28 de enero de 2008

RETRATOS DE EL FAYUM

En el Egipto romano aparecieron los retratos mortuorios sobre tablas de madera, telas, sudarios de lino o bustos de yeso.

Estas pinturas de tradición romana eran colocadas entre las vendas y la cara de las momias, sustituyendo en ocasiones a las mascaras egipcias que protegían e identificaban a los difuntos.

Se conocen como retratos de El Fayum por haber sido el lugar donde han aparecido el mayor número de ellos.
La mayoría de ellos fueron extraídos a finales del siglo XIX y por las joyas, peinados y vestidos parece ser que pertenecen a los siglos I hasta el IV.

Los retratos de El Fayum se ejecutaban sobre un soporte que solía ser de madera (tilo, haya, cedro, higueras), aunque existen algunos retratos hechos sobre tela.

En estás tablillas se representaba la efigie del muerto, en una posición de escorzo (reducir la longitud de los objetos según las reglas de las perspectivas), pintada a la encáustica.

Para la aplicación de esta técnica pictórica se procedía primero a alisar la superficie del soporte y cubrirla con una capa preparatoria de estuco. El retrato se realizaba con pigmentos minerales y vegetales aglutinados y diluidos en cera caliente o fría.

Los toques de pintura se aplicaban minuciosamente, por medio de finos pinceles y espátulas, dotando a la figura de un suave moldeado, con luces y sombras que producen al mirarlas, un extraño efecto de vida.
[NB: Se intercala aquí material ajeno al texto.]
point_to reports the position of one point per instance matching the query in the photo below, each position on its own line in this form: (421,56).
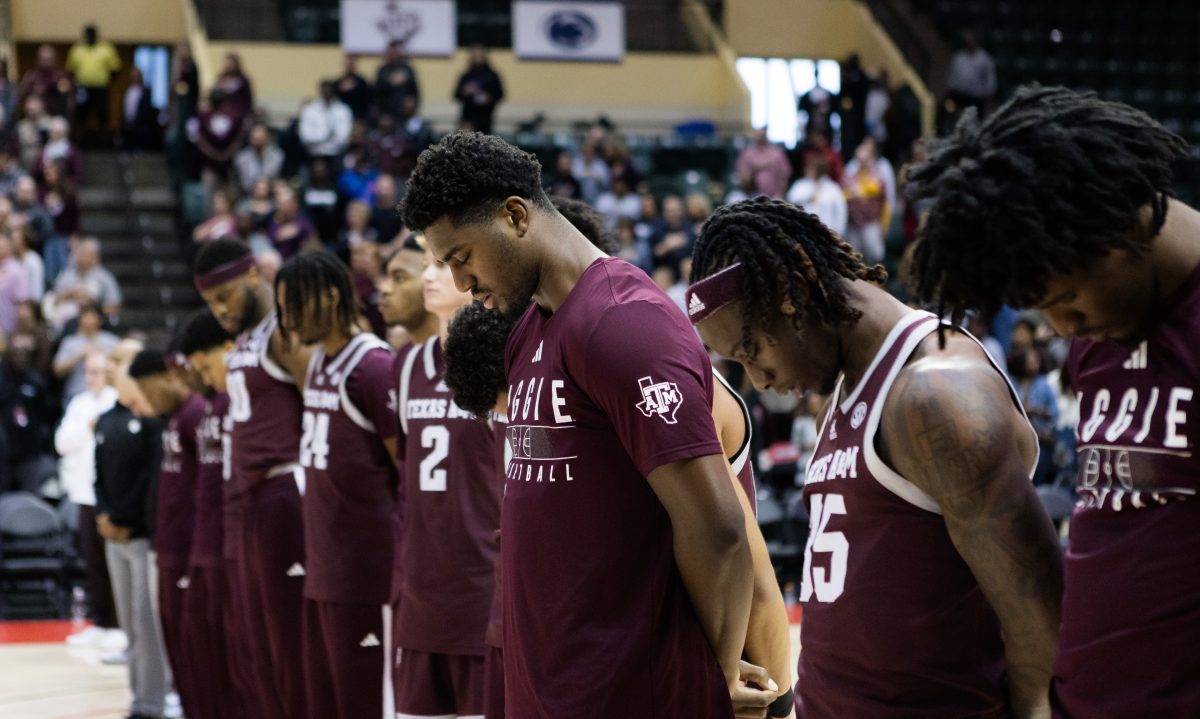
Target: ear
(516,214)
En algunos retratos se conserva una técnica mixta; la encáustica para la cara y el peinado, y la pintura al temple para los vestidos y el fondo.
Sobre el retrato finalizado se podía aplicar una fina capa de barniz que fijaba la pintura, dotándola de un acabado más luminoso.

Ahora esos barnices se han oxidado cubriendo las tablillas de un color amarillento que desluce la viva expresión de sus personajes.